The board decided Fintiv on March 20, 2020, and designated it as precedential on May 5. According to Lex Machina, PTAB filings ticked up in the second quarter of fiscal year 2020 immediately after Fintiv came down, and they spiked in the third quarter after the board made it precedential. Filings then dropped off sharply in the fourth quarter.

According to David L. Holt, a principal at Fish & Richardson PC, Fintiv might have partly driven the uptick in case filings last year. Defendants in district court cases that were further along in the one-year window for filing at the board had to jump after Fintiv, and in general, he said the ruling will continue to force petitioners to decide more quickly whether to go to the PTAB.

“I think the exacerbated uptick right after Fintiv likely had to do with everybody recognizing, ‘Wait a second, if we’re late in our window, we have to file real quick now if we want to have any chance of having our IPRs considered,’” Holt said.

The assessments from the attorneys are largely on point, according to Texas A&M University School of Law professor Saurabh Vishnubhakat, who has focused much of his academic research on the PTAB.
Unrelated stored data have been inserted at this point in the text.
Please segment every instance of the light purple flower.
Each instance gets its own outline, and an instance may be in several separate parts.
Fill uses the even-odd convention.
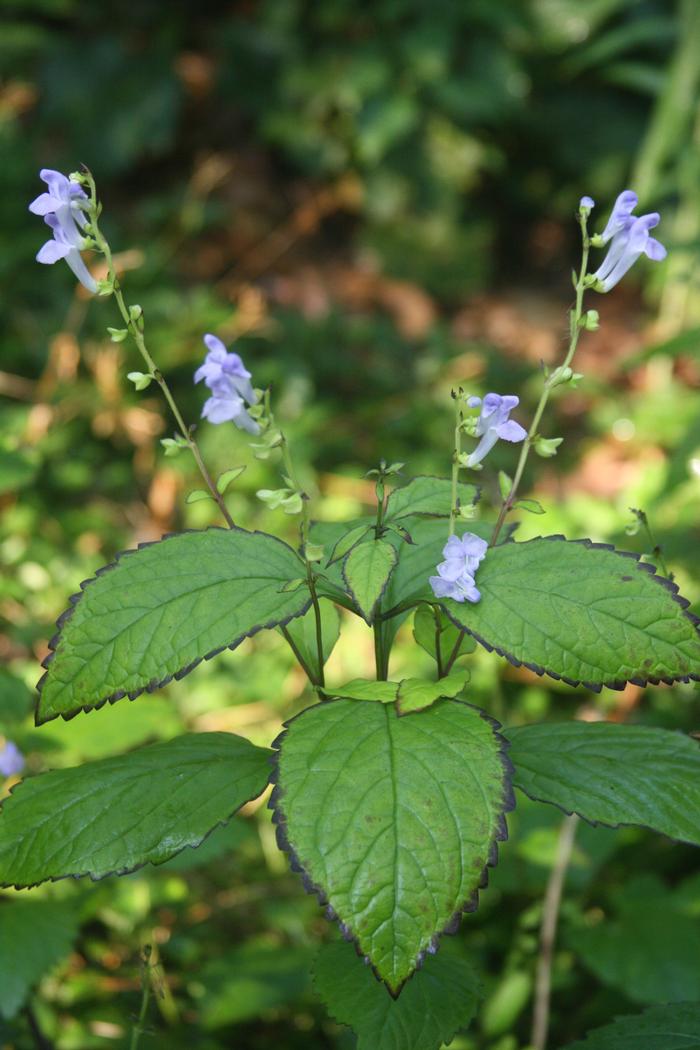
[[[590,211],[592,208],[595,208],[595,201],[592,197],[581,197],[578,206],[579,208],[585,208],[586,211]]]
[[[481,441],[474,451],[467,457],[466,465],[475,467],[489,454],[499,438],[503,441],[524,441],[527,431],[509,419],[513,409],[520,404],[520,398],[515,394],[487,394],[483,402],[480,397],[470,397],[467,401],[470,408],[481,405],[481,412],[474,433]]]
[[[205,402],[202,417],[210,423],[233,422],[249,434],[259,434],[260,426],[246,411],[245,403],[256,404],[258,398],[250,382],[251,373],[238,354],[229,353],[215,335],[204,336],[208,349],[204,364],[194,374],[195,383],[204,380],[212,392]]]
[[[586,199],[582,198],[582,203]],[[649,235],[649,230],[658,225],[658,213],[634,215],[637,203],[637,194],[633,190],[623,190],[613,205],[605,229],[594,238],[595,245],[610,242],[608,254],[592,274],[591,286],[595,291],[609,292],[634,266],[640,255],[647,255],[655,262],[666,258],[663,244]]]
[[[474,576],[488,550],[488,543],[473,532],[465,532],[460,540],[450,536],[442,556],[445,559],[437,566],[437,576],[430,576],[428,583],[436,598],[452,598],[456,602],[478,602],[481,592]]]
[[[655,262],[666,258],[663,244],[649,235],[649,230],[658,226],[659,218],[658,212],[632,218],[631,225],[613,237],[608,254],[593,274],[596,279],[593,287],[597,291],[609,292],[614,288],[642,254]]]
[[[605,229],[600,235],[600,239],[603,244],[607,244],[616,234],[623,233],[629,230],[630,226],[634,222],[634,215],[632,212],[637,207],[639,198],[634,190],[623,190],[618,196],[617,200],[613,204],[612,211],[610,212],[610,218],[607,221]]]
[[[24,757],[22,752],[8,740],[4,747],[0,747],[0,774],[4,777],[14,776],[24,769]]]
[[[39,174],[48,186],[48,193],[39,194],[29,205],[29,210],[34,215],[43,216],[44,222],[53,231],[53,239],[46,241],[39,249],[37,262],[50,265],[65,259],[80,283],[89,292],[96,292],[97,282],[80,255],[81,249],[86,246],[81,233],[87,223],[83,212],[87,201],[85,191],[60,171],[42,168]]]

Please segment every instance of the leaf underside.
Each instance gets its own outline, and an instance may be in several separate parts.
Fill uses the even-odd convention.
[[[37,724],[133,700],[302,615],[306,586],[282,588],[303,575],[291,547],[238,528],[178,533],[126,551],[84,583],[60,617]]]
[[[682,733],[608,722],[506,731],[513,783],[593,824],[638,824],[700,846],[700,744]]]
[[[0,807],[0,885],[123,875],[198,846],[265,789],[269,755],[193,733],[24,780]]]
[[[476,1011],[479,985],[456,944],[443,945],[404,988],[387,994],[347,944],[326,944],[314,987],[339,1024],[357,1033],[357,1050],[439,1050]]]
[[[71,902],[3,901],[0,907],[0,1017],[9,1020],[32,987],[70,952],[79,916]]]
[[[398,718],[384,704],[331,700],[274,746],[280,847],[398,995],[440,933],[474,910],[506,837],[503,738],[459,701]]]
[[[358,544],[343,564],[343,579],[362,616],[371,624],[374,612],[386,590],[398,559],[398,552],[386,540]]]
[[[698,621],[653,572],[604,544],[548,536],[494,547],[476,576],[481,600],[441,604],[485,648],[569,685],[697,678]]]

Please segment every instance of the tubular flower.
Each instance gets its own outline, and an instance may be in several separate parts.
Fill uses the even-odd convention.
[[[4,747],[0,747],[0,774],[4,777],[14,776],[24,769],[24,757],[22,752],[8,740]]]
[[[87,201],[85,191],[60,171],[42,168],[39,174],[48,186],[48,192],[40,193],[29,205],[29,210],[34,215],[43,216],[53,238],[39,249],[37,262],[50,265],[65,259],[83,287],[96,292],[97,282],[80,255],[88,243],[81,233],[87,223],[83,210]]]
[[[259,434],[260,426],[246,411],[246,402],[256,404],[258,398],[250,382],[251,373],[238,354],[229,353],[215,335],[204,336],[208,349],[204,364],[194,374],[195,383],[204,380],[212,396],[204,404],[202,417],[210,423],[233,422],[249,434]]]
[[[654,262],[666,258],[663,244],[649,235],[649,230],[658,226],[658,212],[648,215],[633,215],[637,207],[637,194],[624,190],[613,205],[605,229],[594,243],[610,242],[608,254],[592,275],[592,287],[598,292],[609,292],[634,266],[640,255]]]
[[[481,592],[474,582],[476,570],[483,561],[488,543],[473,532],[465,532],[462,539],[450,536],[437,566],[437,576],[428,583],[436,598],[452,598],[456,602],[478,602]]]
[[[520,426],[520,423],[509,419],[513,409],[520,404],[520,398],[515,394],[506,394],[505,397],[501,397],[500,394],[487,394],[483,402],[480,397],[470,397],[467,404],[470,408],[478,408],[481,405],[481,412],[474,431],[481,441],[467,457],[468,467],[478,466],[499,438],[502,438],[503,441],[518,442],[524,441],[527,437],[527,431]]]

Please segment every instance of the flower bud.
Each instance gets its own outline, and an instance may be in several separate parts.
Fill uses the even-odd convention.
[[[543,459],[551,459],[552,456],[556,456],[557,449],[561,445],[564,438],[535,438],[533,448],[538,456],[542,456]]]

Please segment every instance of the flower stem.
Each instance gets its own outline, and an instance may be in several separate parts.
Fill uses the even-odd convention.
[[[141,1009],[139,1016],[131,1032],[129,1050],[138,1050],[141,1036],[146,1030],[146,1014],[148,1003],[151,998],[151,975],[150,975],[150,945],[146,945],[141,959]]]
[[[457,517],[457,485],[459,483],[459,457],[462,452],[462,394],[453,392],[455,399],[455,443],[452,452],[452,501],[450,503],[450,536],[454,536],[455,518]]]
[[[576,353],[576,347],[578,346],[579,335],[581,334],[581,319],[583,317],[583,294],[586,289],[585,281],[586,272],[588,269],[588,253],[590,251],[591,242],[588,237],[588,231],[586,229],[586,219],[583,215],[581,215],[580,217],[580,224],[581,233],[583,237],[581,269],[576,279],[576,302],[573,309],[569,311],[569,348],[566,352],[566,357],[562,362],[562,369],[568,368],[571,364],[574,354]],[[548,376],[547,379],[545,379],[544,388],[542,390],[542,394],[540,395],[540,400],[538,402],[537,408],[535,409],[535,415],[533,417],[532,423],[530,424],[530,429],[527,432],[527,437],[525,438],[523,446],[520,450],[520,458],[518,459],[518,465],[515,470],[515,476],[513,477],[513,484],[511,486],[510,492],[501,504],[501,510],[498,515],[498,519],[496,520],[493,535],[491,536],[491,547],[495,545],[499,533],[506,520],[506,517],[511,507],[513,506],[513,503],[515,502],[515,497],[517,495],[518,487],[522,480],[525,465],[527,463],[528,456],[530,455],[530,449],[532,448],[534,441],[537,437],[537,430],[542,419],[542,414],[544,413],[544,410],[547,406],[547,402],[549,401],[549,395],[551,394],[554,387],[557,385],[556,382],[552,382],[554,375],[555,373],[552,373],[552,375]]]
[[[113,288],[112,294],[114,295],[117,306],[119,308],[119,313],[122,315],[122,319],[127,328],[127,331],[136,343],[139,353],[141,354],[141,357],[146,363],[149,375],[153,376],[156,383],[163,392],[163,396],[165,397],[165,400],[168,403],[170,411],[175,417],[175,422],[177,423],[178,429],[182,434],[182,437],[184,438],[185,442],[187,443],[187,447],[194,456],[195,463],[197,464],[197,467],[199,469],[200,474],[202,475],[205,485],[209,489],[212,499],[215,501],[219,510],[221,511],[224,521],[226,522],[228,527],[232,529],[235,527],[234,520],[228,512],[226,504],[224,503],[223,496],[216,488],[214,480],[209,471],[207,470],[206,464],[202,459],[202,453],[199,449],[199,445],[192,436],[191,428],[187,426],[184,419],[182,418],[182,413],[177,407],[175,398],[172,395],[172,392],[165,380],[165,377],[163,376],[162,372],[156,367],[155,361],[148,352],[148,348],[146,346],[146,341],[143,337],[142,331],[143,314],[141,314],[141,317],[139,317],[138,319],[132,317],[129,308],[127,307],[126,302],[124,301],[124,296],[122,294],[121,286],[119,284],[119,278],[117,277],[116,271],[114,269],[114,259],[112,257],[112,250],[104,234],[100,230],[98,223],[99,205],[97,203],[97,191],[95,188],[95,180],[93,179],[91,174],[88,174],[86,178],[88,181],[88,186],[90,188],[90,232],[91,236],[95,241],[97,249],[100,252],[102,252],[102,254],[105,257],[105,262],[107,263],[107,272],[109,274],[109,280]]]

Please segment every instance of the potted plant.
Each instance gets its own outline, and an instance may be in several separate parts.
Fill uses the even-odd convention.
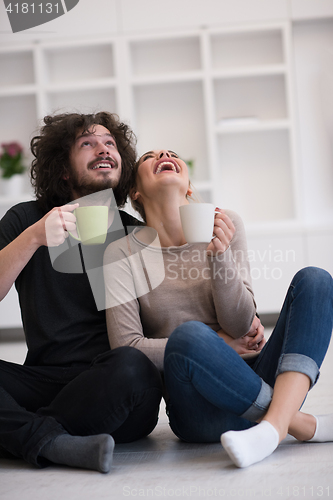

While he said it’s reasonable to assess that the uptick in PTAB filings in 2020 may show that IPR filings are evening out, he suggested there’s a caveat given that 70% of IPR petitions are filed by defendants in district court litigation.

“This means IPR filings are a lagging indicator of district court infringement filings,” Vishnubhakat said. “And as district court infringement filings change, we should expect to see corresponding changes in IPR filings as well.”

–Editing by Bruce Goldman.

Law360 is owned by LexisNexis Legal & Professional, a RELX company, which owns Lex Machina.